Rechtstipp vom 17.06.2011
Rechtstipp vom 17.06.2011

Stark gehbehinderte Personen können die Kosten für den Einbau eines Treppenschräglifts als außergewöhnliche Belastung steuerlich geltend machen, auch wenn dieser im Garten und nicht im Wohnhaus eingebaut wurde.

Dies hat das Finanzgericht Baden-Württemberg mit einem Urteil vom 06.04.2011 entschieden und damit die Rechte gehbehinderter Menschen gestärkt.

Einbaukosten von ca. 63.000,00 € konnten geltend gemacht werden

Geklagt hatte im aktuellen Fall eine Frau, die auf Grund einer außergewöhnlichen Gehbehinderung zu 90 % schwerbehindert ist.

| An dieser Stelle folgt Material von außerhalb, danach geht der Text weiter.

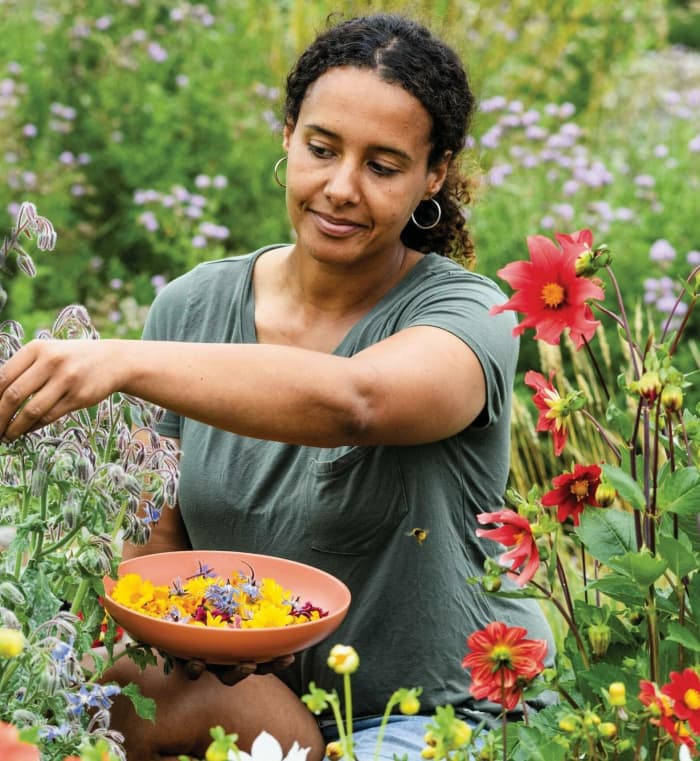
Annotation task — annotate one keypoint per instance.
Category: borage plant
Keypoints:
(614, 546)
(69, 495)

Die Klägerin hatte sich in Ihrem Garten mit Hanglage einen Treppenschräglift einbauen lassen - Kostenpunkt: ca. 63.000,00 €.

Eben diesen Betrag wollte die Klägerin im Rahmen ihrer Steuererklärung daraufhin beim Finanzamt steuerlich geltend machen. Das Finanzamt jedoch erkannte nur einen nicht nennenswerten Bruchteil des Betrages für den Einbau des Lifts an, der sich für die Klägerin steuerlich nicht auswirkte. Hiergegen klagte die Frau und bekam schließlich Recht.

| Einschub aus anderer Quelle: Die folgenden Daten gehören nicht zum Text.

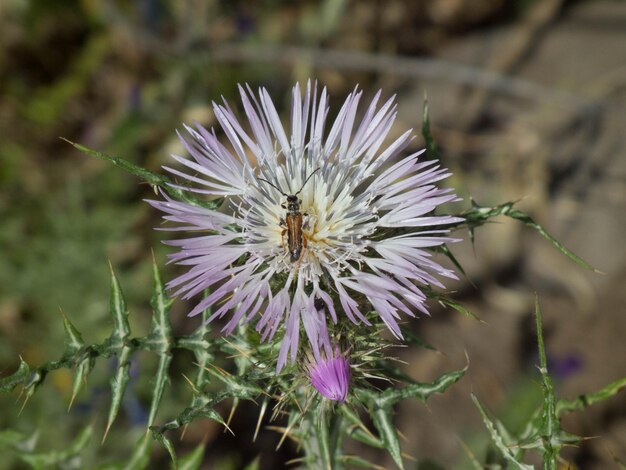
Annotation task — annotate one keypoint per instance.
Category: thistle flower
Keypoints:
(331, 376)
(350, 194)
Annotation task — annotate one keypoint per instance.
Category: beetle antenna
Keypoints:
(305, 181)
(273, 185)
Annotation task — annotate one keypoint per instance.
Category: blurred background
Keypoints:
(527, 103)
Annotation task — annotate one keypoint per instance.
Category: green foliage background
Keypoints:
(122, 76)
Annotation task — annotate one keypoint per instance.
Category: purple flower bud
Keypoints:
(331, 377)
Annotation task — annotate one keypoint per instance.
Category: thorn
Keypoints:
(232, 411)
(286, 432)
(261, 415)
(106, 432)
(191, 384)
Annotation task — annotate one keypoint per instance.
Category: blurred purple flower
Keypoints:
(356, 195)
(331, 376)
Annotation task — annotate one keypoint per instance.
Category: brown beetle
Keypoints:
(293, 221)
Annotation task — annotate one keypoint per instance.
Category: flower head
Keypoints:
(309, 219)
(331, 376)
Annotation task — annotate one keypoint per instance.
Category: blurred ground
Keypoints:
(526, 101)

Finanzamt wehrte sich erfolglos

Das Urteil - vom Finanzgericht ganz im Sinne der Klägerin erlassen - zeigt, dass nicht jeder Bescheid des Finanzamtes rechtmäßig und unangreifbar ist.

Die Finanzrichter erkannten den streitigen Treppenlift im vorliegenden Fall als medizinisches Hilfsmittel, welches die Klägerin alternativlos nutzen musste. Dem Argument des Finanzamtes, dass der Treppenlift im Garten des Hauses der Klägerin angebracht sei und damit einen außergewöhnlichen Luxus darstelle, folgten die Richter indessen nicht. Die Nutzung des Gartens des Hauses, das die Klägerin seit Ihrer Kindheit bewohne, gehöre zum ihrem sozialen Leben und sei deshalb kein Luxus, auf den sie - so das Finanzamt - verzichten könne.

Auch könne man von der schwerbehinderten Frau nicht verlangen, aus diesem Haus wegzuziehen um sich die Kosten für den Treppenlift zu sparen.

Steuervorteil durch Klage

Das Urteil des Finanzgerichtes zeigt zudem, dass mit einer Klage gegen einen ablehnenden Bescheid des Finanzamtes bisweilen viel Geld - diesmal in Form steuerlicher Absetzbarkeit - gespart werden kann.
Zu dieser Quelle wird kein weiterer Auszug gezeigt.